Yargıtay Kararı 13. Hukuk Dairesi 2007/3578 E. 2007/7979 K. 06.06.2007 T.

YARGITAY KARARI
DAİRE : 13. Hukuk Dairesi
ESAS NO : 2007/3578
KARAR NO : 2007/7979
KARAR TARİHİ : 06.06.2007

MAHKEMESİ :Tüketici Mahkemesi

Taraflar arasındaki alacak davasının yapılan yargılaması sonunda ilamda yazılı nedenlerden dolayı davanın kısmen kabulüne kısmen reddine yönelik olarak verilen hükmün süresi içinde taraflar avukatınca temyiz edilmesi üzerine dosya incelendi gereği konuşulup düşünüldü.
K A R A R
Davacı, davalılardan … Ltd.Şt.nin ithal ettiği opel Corsa aracı 17.5.2004 tarihinde diğer davalıdan satın ve teslim aldığını, kısa süre sonra motorunda arızalar meydana geldiğini maldan yararlanamamasının süreklilik arzetmesi nedeniyle zarara uğradığını aracın yenisi ile değiştirilmesine mümkün olmazsa fatura bedelinin faizi ile ödetilmesini istemiştir
Davalılar, davanın reddini savunmuşlardır..
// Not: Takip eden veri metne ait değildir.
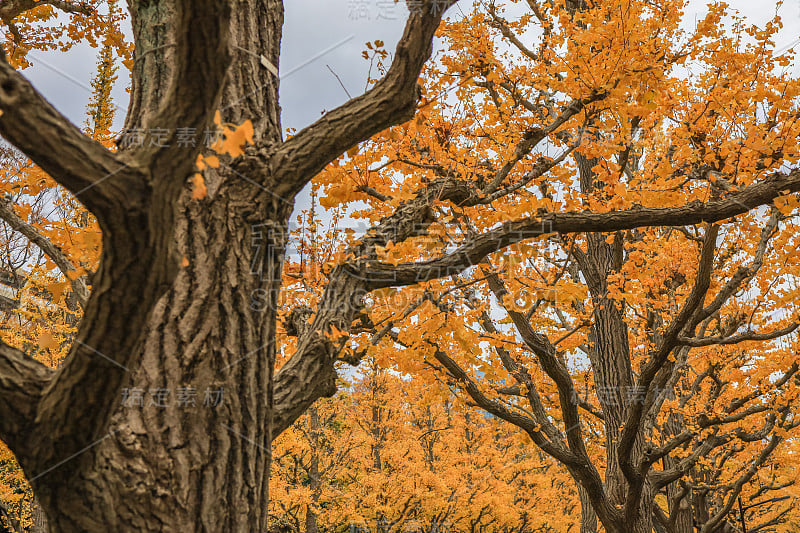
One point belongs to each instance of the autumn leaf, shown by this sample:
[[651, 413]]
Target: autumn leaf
[[199, 190]]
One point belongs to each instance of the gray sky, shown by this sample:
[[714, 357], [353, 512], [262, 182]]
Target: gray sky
[[319, 34]]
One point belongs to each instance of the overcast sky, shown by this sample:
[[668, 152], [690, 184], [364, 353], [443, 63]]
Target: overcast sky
[[320, 36]]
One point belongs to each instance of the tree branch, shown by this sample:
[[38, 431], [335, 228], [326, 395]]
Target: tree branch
[[391, 101], [98, 178], [52, 251], [473, 251]]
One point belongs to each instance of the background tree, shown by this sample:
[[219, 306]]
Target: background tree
[[677, 341], [186, 294]]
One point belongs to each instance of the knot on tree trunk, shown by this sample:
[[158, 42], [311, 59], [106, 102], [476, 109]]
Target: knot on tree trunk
[[297, 323]]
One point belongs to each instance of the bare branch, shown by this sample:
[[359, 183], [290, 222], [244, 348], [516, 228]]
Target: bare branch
[[97, 177], [391, 101], [52, 251], [473, 251]]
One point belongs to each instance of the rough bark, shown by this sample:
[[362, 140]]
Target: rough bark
[[185, 299], [186, 295]]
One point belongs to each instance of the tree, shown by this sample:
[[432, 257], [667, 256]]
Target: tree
[[185, 299], [677, 341]]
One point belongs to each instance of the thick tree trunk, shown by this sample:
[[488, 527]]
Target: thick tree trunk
[[188, 449], [162, 416]]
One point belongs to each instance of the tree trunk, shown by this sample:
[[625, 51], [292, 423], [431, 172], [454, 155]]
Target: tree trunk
[[313, 471], [188, 448], [39, 518], [162, 416]]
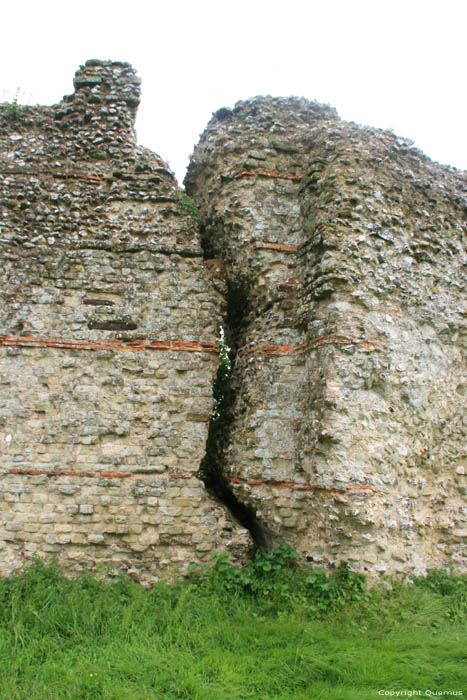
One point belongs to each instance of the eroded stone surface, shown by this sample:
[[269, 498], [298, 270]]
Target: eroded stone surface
[[345, 254], [108, 325]]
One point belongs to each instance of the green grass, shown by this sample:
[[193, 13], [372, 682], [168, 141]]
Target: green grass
[[209, 639]]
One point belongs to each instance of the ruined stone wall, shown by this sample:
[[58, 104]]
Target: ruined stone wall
[[333, 255], [345, 257], [108, 325]]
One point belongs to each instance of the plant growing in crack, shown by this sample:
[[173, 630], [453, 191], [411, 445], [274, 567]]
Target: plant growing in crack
[[219, 388], [222, 376]]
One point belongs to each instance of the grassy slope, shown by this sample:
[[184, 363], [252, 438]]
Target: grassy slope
[[194, 641]]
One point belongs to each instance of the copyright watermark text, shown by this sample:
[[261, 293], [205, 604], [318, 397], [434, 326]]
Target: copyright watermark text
[[420, 693]]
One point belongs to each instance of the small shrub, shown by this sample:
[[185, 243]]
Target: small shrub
[[275, 576], [13, 110]]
Mahkemece, kısa kararda,2. fıkrada .bahsi geçen aracın aynen ifa kuralları gereğince davalı satıcıya teslimine,fazlaya ilişkin taleplerin reddine karar verilirken, gerekçeli kararda ise davanın kısmen kabulüne,fatura bedeli olan 22.198.030.000 TL nin davalılardan faizi ile tahsiline ,fazlaya ilişkin taleplerin reddine karar verilmiş, hüküm,davacı ve davalı tarafından temyiz edilmiştir.
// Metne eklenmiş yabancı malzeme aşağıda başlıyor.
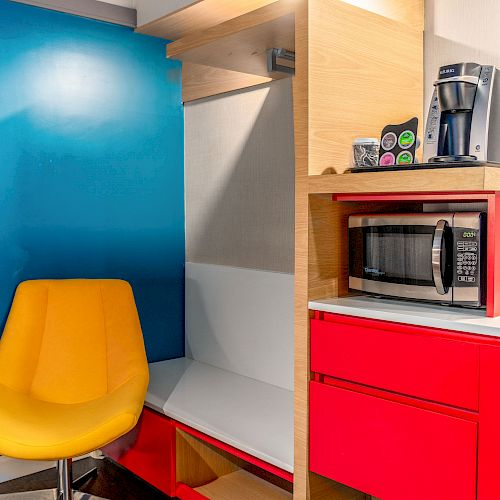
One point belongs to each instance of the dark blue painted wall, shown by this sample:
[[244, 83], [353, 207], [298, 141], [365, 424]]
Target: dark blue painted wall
[[91, 163]]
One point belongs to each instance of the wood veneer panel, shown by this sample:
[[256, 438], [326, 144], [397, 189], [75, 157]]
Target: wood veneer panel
[[364, 71], [200, 81], [306, 484], [199, 463], [199, 16], [244, 486], [409, 12], [241, 44], [301, 336]]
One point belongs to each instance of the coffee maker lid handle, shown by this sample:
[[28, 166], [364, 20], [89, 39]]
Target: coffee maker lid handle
[[464, 78]]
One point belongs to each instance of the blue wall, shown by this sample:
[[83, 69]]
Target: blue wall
[[91, 163]]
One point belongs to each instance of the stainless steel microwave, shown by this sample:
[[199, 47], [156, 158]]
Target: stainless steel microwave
[[437, 257]]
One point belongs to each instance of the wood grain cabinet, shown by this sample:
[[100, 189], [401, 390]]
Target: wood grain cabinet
[[400, 411]]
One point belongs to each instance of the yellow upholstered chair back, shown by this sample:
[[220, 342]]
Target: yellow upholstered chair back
[[71, 341]]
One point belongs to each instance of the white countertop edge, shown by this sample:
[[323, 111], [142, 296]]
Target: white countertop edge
[[224, 438], [462, 321]]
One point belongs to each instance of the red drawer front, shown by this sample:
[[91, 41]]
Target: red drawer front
[[149, 451], [399, 360], [390, 450]]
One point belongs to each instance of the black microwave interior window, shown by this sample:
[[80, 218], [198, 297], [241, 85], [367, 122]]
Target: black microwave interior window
[[395, 254]]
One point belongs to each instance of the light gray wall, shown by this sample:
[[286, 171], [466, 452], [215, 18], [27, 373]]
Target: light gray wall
[[240, 170], [460, 30], [149, 10]]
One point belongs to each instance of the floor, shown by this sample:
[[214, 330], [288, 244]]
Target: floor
[[113, 482]]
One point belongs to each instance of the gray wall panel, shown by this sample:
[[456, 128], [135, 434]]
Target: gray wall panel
[[240, 179]]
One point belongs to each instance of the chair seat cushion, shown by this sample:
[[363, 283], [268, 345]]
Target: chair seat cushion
[[38, 430]]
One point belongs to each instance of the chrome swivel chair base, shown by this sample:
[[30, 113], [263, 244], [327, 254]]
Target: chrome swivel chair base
[[65, 485], [46, 495]]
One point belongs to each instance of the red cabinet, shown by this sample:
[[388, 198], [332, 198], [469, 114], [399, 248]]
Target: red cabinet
[[405, 412], [397, 358], [391, 450]]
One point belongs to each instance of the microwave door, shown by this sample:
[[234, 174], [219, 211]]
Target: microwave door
[[407, 257]]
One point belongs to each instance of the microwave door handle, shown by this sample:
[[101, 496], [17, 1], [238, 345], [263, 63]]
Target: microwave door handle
[[437, 245]]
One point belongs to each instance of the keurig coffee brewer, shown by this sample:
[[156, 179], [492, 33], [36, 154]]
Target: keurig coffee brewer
[[459, 125]]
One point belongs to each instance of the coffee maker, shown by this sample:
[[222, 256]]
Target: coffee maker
[[462, 115]]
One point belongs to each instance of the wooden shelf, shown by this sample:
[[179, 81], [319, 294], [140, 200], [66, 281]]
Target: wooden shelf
[[244, 486], [199, 16], [435, 180], [240, 44]]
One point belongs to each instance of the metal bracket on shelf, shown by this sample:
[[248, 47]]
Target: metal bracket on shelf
[[281, 60]]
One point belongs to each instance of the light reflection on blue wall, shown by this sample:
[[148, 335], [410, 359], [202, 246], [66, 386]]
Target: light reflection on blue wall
[[91, 163]]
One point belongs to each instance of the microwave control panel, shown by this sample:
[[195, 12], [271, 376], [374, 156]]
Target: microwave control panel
[[467, 248]]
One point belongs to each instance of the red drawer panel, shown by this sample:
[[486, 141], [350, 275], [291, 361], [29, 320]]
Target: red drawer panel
[[149, 451], [432, 368], [390, 450]]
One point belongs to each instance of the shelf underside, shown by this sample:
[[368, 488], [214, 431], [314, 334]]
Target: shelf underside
[[437, 180], [199, 16]]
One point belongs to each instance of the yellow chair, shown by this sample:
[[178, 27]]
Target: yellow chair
[[73, 372]]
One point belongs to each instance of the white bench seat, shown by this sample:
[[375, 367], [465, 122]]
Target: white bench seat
[[253, 416]]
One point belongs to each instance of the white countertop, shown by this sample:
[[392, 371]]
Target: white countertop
[[250, 415], [412, 313]]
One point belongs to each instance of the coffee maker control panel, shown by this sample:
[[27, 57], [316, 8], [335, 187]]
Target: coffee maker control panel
[[432, 130]]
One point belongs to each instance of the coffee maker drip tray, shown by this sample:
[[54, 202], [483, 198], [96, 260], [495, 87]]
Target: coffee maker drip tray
[[424, 166], [452, 158]]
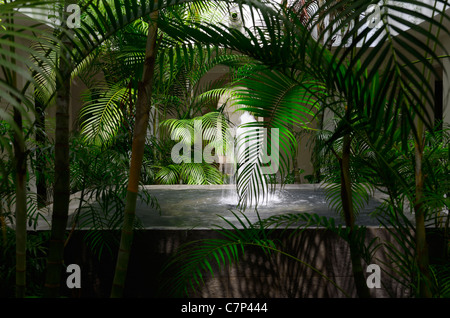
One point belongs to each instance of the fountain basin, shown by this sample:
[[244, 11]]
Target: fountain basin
[[185, 207], [199, 207]]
1-HUMK.nun 381 maddesi gereğince mahkeme, hazır olan tarafların iddia ve savunmalarını dinledikten sonra yargılamanın sona erdiğini bildirerek kararını tefhim eder. Kararın tefhimi en az, aynı yasanın 388. maddesinde belirtilen hüküm sonucunun duruşma tutanağına geçirilerek okunması suretiyle olur. HUMK.nun 388/son maddesi gereğince de istek sonuçlarından her biri hakkında verilen hükümle taraflara yüklenilen borç ve tanınan hakların, mümkünse sıra numarası altında birer birer, açık, şüphe ve tereddüt 2007/3578-7979
uyandırmayacak şekilde gösterilmesi gereklidir. Yine aynı kanunun 389 maddesinde de hüküm kısmında iki tarafa yükletilen hak ve borçların tereddüde yer vermeyecek şekilde belirtilmesi zorunluluğu tekrarlanmıştır. Aynı maddenin son fıkrası gereğince de zorunlu nedenlerle yalnız hüküm sonucunun tefhim edildiği hallerde, gerekçeli kararın sonradan belli bir süre içinde yazılması mümkündür. Bu gibi hallerde de HUMK.nun 388 maddesine uygun olarak tarafların hak ve yükümlülüklerini açıkça gösteren kısa karar ile daha sonra yazılan gerekçeli kararın birbirine uygun olması zorunludur. Esasen kısa kararı yazıp, tefhim etmekle davadan elini çekmiş olan hakimin artık bu kararını değiştirmesine yasal olanak da yoktur. Öte yandan kısa kararla gerekçeli kararın birbirinden farklı olması yargılamanın aleniyeti, kararların alenen tefhim olunmasına ilişkin Anayasanın 141. maddesi ile HUMK.nun yukarda değinilen buyurucu nitelikteki maddelerine de aykırı bir durum yaratır. Ayrıca bu husus kamu düzeni ile ilgili olup, gözetilmesi yasa ile hakime yükletilmiş bir görevdir.Temyize konu davada, kısa kararda davanın kısmen kabülüne fatura bedeli olan 22.198.030.000 tl nin faizi ile birlikte tahsiline,bahsi geçen aracın aynen ifa kuralları gereğince davalı satıcıya teslimine karar verilirken, gerekçeli kararda ise davanın kısmen kabulüne, 22.198.030.000 TL’nin faizi ile birlikte ödetilmesine karar verilmiş ,aracın iadesi ile ilgili gerekçeli kararda hüküm kurulmamış olması, az yukarda açıklanan kısa kararla gerekçeli kararın birbirine uygun olması gerektiğine ilişkin ilke ve yasa hükümlerine aykırı olup, kararın bozulmasını gerektirir.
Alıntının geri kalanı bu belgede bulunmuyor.